Based on results of case series analysis and studies reported, patients with African-American ethnicity, first-degree family history of DM and baseline obesity appear to be at increased risk for the development of glucose dysregulation during atypical antipsychotic therapy. Almost all age groups have the potential risk to develop new-onset diabetes associated with the usage of atypical antipsychotics, although the fact that one-fourth of the reported cases were under age 35 is quite concerning. Weight gain during treatment does not appear to be a necessary factor associated with new-onset diabetes since 50% of the cases in our review who developed new-onset DM in our study manifested no weight gain; however, over 80% of patients were overweight before starting atypical agent therapy (Jin et al., 2002), suggesting that baseline weight is a significant risk factor for DM or DKA in patients taking atypical antipsychotics.
Although the large fraction of reported cases with DKA may illustrate a reporting bias toward interesting or extreme clinical findings, these cases obviously give a sense of the potential risk of therapy of atypical agents, a liability that must be managed by monitoring to adequately balance the risk-benefit ratio of treatment. The presence of DKA with type 2 DM is typically a marker of severe metabolic stress, with the development of ketosis occurring in those individuals with impaired insulin secretion due to decreased pancreatic insulin reserve. The absence of significant physical illness among these patients with DKA (e.g., infection) suggests that the atypical agent itself, by some unknown mechanism, may be a metabolic stressor in susceptible individuals. To our best knowledge, no research data have suggested the potential predictors of DKA in patients who developed new-onset DM during the treatment of atypical antipsychotics.

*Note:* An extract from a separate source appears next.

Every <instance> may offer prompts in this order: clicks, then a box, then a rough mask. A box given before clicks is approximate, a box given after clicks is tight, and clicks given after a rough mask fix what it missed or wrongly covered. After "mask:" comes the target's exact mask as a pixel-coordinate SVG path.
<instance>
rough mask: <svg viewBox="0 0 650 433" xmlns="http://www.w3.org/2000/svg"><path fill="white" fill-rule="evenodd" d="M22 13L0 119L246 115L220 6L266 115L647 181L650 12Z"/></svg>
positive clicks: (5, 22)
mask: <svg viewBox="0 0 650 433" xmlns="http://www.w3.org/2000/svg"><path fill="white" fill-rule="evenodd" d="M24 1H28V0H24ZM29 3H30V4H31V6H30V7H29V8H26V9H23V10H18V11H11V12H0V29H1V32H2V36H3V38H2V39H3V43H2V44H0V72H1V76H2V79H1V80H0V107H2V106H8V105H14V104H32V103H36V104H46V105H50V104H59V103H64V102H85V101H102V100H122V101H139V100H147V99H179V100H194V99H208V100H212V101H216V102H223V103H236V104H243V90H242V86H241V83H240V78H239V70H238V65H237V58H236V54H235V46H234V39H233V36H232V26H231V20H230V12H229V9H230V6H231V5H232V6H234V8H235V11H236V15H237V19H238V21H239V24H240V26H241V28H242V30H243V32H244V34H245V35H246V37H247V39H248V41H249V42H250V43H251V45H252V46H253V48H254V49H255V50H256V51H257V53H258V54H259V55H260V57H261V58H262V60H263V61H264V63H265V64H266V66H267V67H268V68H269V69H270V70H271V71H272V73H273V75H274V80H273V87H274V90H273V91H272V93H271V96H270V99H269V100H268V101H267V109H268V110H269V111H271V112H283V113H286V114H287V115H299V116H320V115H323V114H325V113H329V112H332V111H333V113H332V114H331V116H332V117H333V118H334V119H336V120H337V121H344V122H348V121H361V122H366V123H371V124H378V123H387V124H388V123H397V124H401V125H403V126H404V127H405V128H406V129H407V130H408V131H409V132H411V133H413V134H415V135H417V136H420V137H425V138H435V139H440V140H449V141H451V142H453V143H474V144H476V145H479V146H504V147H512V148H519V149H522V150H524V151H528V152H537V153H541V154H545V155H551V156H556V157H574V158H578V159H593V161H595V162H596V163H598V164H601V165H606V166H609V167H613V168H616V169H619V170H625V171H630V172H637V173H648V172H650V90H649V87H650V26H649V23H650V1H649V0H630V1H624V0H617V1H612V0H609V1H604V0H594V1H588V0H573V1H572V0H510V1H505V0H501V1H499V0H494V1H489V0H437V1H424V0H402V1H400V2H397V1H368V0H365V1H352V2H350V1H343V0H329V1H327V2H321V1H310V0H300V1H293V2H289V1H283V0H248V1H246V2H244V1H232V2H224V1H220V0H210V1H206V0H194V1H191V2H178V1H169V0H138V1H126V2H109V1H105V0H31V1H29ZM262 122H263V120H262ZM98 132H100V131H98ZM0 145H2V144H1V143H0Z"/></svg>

Nevertheless, clinicians should be aware of the relatively brief time course to the development of new-onset diabetes during atypical antipsychotic treatment in some patients, that the absence of significant weight gain is not uncommon with new-onset DM, and that the first presentation may indeed be diabetic ketoacidosis, a potentially life-threatening condition. Although there are no consensus guidelines on monitoring of serum glucose in those receiving atypical antipsychotics, recommendations in the Table are based upon the fact that diabetes is overrepresented in patients with schizophrenia and that this risk may be magnified with the use of atypical agents.